I basically carried on my education so I could keep doing the band. I was studying philosophy and economics at Oxford when I was in Talulah Gosh and can remember asking for quiet rooms so I could do essays after soundchecks. Heavenly were even more academic: several of us got firsts. I did a masters, then a doctorate and by the end I was hugely overqualified. At that point I didn't think that I wanted to be an economist, but the qualifications I had pretty much meant I had to become one. I started in consultancy part-time, but then I got really into it. I don't think any of us quite believed in the band enough to give up our jobs and go for it. My work is quite serious, but my bands are fun. I tried to keep my background quiet because I thought it might compromise my gravitas, but a few people found out. Now I play in Tender Trap, and we were up for the 6Music votes-based playlist; I bit the bullet and emailed people at work and asked them to vote for us. Whenever the OFT gets involved in music – such as the planned merger between Live Nation and Ticketmaster – I have to withdraw because I might have a conflict of interest.

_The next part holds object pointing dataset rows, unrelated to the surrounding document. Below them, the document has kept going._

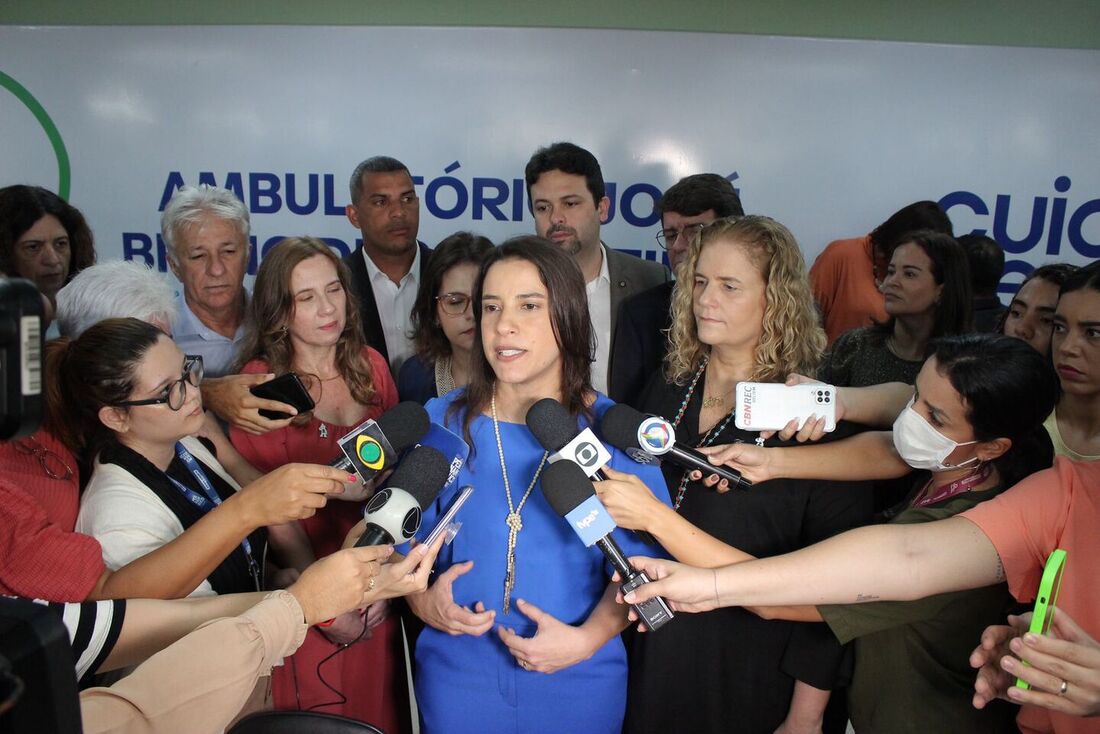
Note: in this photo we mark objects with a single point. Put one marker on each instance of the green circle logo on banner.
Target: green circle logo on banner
(64, 173)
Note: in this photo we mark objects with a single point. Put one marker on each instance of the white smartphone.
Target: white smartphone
(447, 523)
(770, 406)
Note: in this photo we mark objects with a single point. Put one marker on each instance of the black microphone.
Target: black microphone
(393, 514)
(646, 438)
(556, 431)
(373, 446)
(570, 493)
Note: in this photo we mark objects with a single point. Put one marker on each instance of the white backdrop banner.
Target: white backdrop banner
(828, 137)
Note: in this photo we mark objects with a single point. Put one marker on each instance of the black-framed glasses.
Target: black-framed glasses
(668, 237)
(51, 463)
(454, 304)
(175, 394)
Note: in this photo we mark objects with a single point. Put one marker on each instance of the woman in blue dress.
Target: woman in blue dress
(523, 627)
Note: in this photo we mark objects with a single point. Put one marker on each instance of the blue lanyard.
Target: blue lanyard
(209, 502)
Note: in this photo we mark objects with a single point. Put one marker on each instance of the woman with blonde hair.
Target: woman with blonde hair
(305, 320)
(743, 311)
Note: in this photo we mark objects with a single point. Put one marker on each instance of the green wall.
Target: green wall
(1058, 23)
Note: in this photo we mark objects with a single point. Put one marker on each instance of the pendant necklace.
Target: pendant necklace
(514, 521)
(708, 438)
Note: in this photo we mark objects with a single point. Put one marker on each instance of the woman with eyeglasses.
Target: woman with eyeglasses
(306, 320)
(442, 320)
(131, 403)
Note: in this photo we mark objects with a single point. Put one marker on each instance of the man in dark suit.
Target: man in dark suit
(639, 341)
(386, 269)
(565, 187)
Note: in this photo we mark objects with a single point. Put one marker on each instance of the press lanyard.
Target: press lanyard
(209, 502)
(958, 486)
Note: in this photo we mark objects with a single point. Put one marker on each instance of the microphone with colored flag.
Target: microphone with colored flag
(374, 446)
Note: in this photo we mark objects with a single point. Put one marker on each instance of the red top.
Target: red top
(843, 281)
(41, 557)
(365, 672)
(312, 444)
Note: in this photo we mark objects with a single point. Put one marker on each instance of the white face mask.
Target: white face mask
(921, 446)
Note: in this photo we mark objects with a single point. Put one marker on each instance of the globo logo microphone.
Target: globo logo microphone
(370, 452)
(656, 435)
(411, 521)
(585, 455)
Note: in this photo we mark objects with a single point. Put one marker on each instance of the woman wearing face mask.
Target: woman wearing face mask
(975, 424)
(443, 320)
(927, 295)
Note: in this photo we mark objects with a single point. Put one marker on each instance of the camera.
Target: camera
(21, 338)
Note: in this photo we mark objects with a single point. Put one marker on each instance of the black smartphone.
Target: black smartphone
(285, 389)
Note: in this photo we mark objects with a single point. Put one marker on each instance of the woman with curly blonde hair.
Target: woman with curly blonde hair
(741, 310)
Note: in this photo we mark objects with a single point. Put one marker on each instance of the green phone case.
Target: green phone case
(1046, 598)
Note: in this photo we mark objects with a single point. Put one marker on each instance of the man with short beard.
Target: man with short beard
(386, 270)
(565, 188)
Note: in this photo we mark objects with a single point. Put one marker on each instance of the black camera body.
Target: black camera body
(21, 338)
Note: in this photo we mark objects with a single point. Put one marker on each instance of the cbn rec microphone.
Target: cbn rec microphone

It's funny, because it's the one subject I might know something about.

Peter Momtchiloff
Then: Guitarist in Talulah Gosh and Heavenly
Now: Senior commissioning editor at the Oxford University Press

I was never that career-minded, in music or anything else. Like most of my friends at Oxford, I'd just coast along. You didn't come out of university in debt like you do now. I got by on the dole and then I got a job in a record shop, where I met Amelia, and we formed the band. I did some freelance copy editing from home for two years so I could do music and go on tour. Eventually I joined the Oxford University Press as a desk editor and worked my way up. Now I publish philosophy books – talking to potential authors and working out who would be good to publish. I've been called "the world's most influential voice in philosophy publishing" in the Economist, but it was probably one of my friends who said that. I do publish more philosophy books than anyone else, but I have to take expert advice from philosophers on whether the stuff is good. I still play in bands, so in a way nothing changed. The weird thing about talking to philosophers is you expect them to be super-highbrow, but many of them are my generation, and a lot are indie music fans and nerds. I've been in the middle of the US talking to a philosopher, and they've suddenly gone all sheepish and said: "I probably shouldn't tell you this, but I've got all your records."